Notez que je ne me plains nullement de ces {285} expédients ; ils sont inévitables. Mais je me plains qu’ils le soient, et qu’un si pénible effort ne puisse aboutir qu’à un résultat si mince… Et ce n’est pas tout. Pour rattacher entre elles ces péripéties incohérentes, M. Jean Richepin a cru devoir imaginer une fable… Dans tout civet, comme dirait Sancho, il faut un lièvre ; dans toute comédie, il faut une intrigue. Il en a cherché les éléments dans le roman même. (Oh ! ce fatal respect !) Il a décidé que Dorothea, nièce de don Quichotte, serait recherchée à la fois par don Fernand et par Cardenio, deux jeunes gentilhommes ; et qu’elle aimerait Cardenio et haïrait don Fernand ; et que Don Fernand la disputerait à Cardenio, et grâce à l’aide diabolique d’un sien valet, Ginès de Passemont, la lui ravirait, quitte à la lui rendre au dénouement. Le malheur est que Dorothea nous soit totalement indifférente. Vous ne sauriez croire à quel point il nous est égal qu’elle épouse ou n’épouse pas son Cardenio. On ne la regarde, on ne l’écoute que parce qu’elle a pris le visage et la voix de Mlle Marie Leconte. Ce n’est point pour elle que nous sommes là, c’est pour don Quichotte, pour Sancho ; ce sont eux seuls que nous voulons voir agir. Mais ils ne peuvent se mêler à l’action du drame, puisque les actes isolés qu’ils accomplissent sont nécessairement à côté de cette action. Mais s’ils n’y participent pas, elle devient odieuse : supprimez-là. Mais si je la supprime, il n’y a plus de pièce… Quand je vous dis que la difficulté est insoluble !

Ce n’est qu’à la fin du drame, dans les trois derniers tableaux, que M. Jean Richepin nous a touchés, parce que là, allégé de l’insupportable imagerie dont il avait cru devoir s’encombrer, il a fait œuvre d’invention personnelle.

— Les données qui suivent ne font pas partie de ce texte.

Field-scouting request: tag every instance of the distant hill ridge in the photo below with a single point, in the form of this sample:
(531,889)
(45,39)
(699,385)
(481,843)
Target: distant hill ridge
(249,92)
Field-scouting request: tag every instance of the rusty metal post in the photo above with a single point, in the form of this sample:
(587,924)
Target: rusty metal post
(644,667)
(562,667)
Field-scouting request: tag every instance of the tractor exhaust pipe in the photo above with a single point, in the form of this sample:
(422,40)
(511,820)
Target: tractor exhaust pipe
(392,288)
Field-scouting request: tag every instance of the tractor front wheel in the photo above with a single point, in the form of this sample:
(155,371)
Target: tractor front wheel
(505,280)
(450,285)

Lâchant, ou à peu près, Dorothea et son {286} couple d’amoureux (je ne le lui reproche pas, au moins !), il s’est appliqué à projeter quelque lumière psychologique sur les vrais héros du drame, à nous expliquer ce que c’est que Sancho, ce que c’est que Don Quichotte…

La précaution n’était pas superflue. Je ne sais plus quel critique – et si ce ne fut pas Tourguenef – s’était diverti à tracer un parallèle entre don Quichotte et Hamlet… Le plus curieux, c’est que les deux figures sont contemporaines et naquirent simultanément dans le cerveau de Shakespeare et de Cervantès. En effet, elles se repoussent avec netteté, celle-ci tout en dedans, celle-là tout en dehors…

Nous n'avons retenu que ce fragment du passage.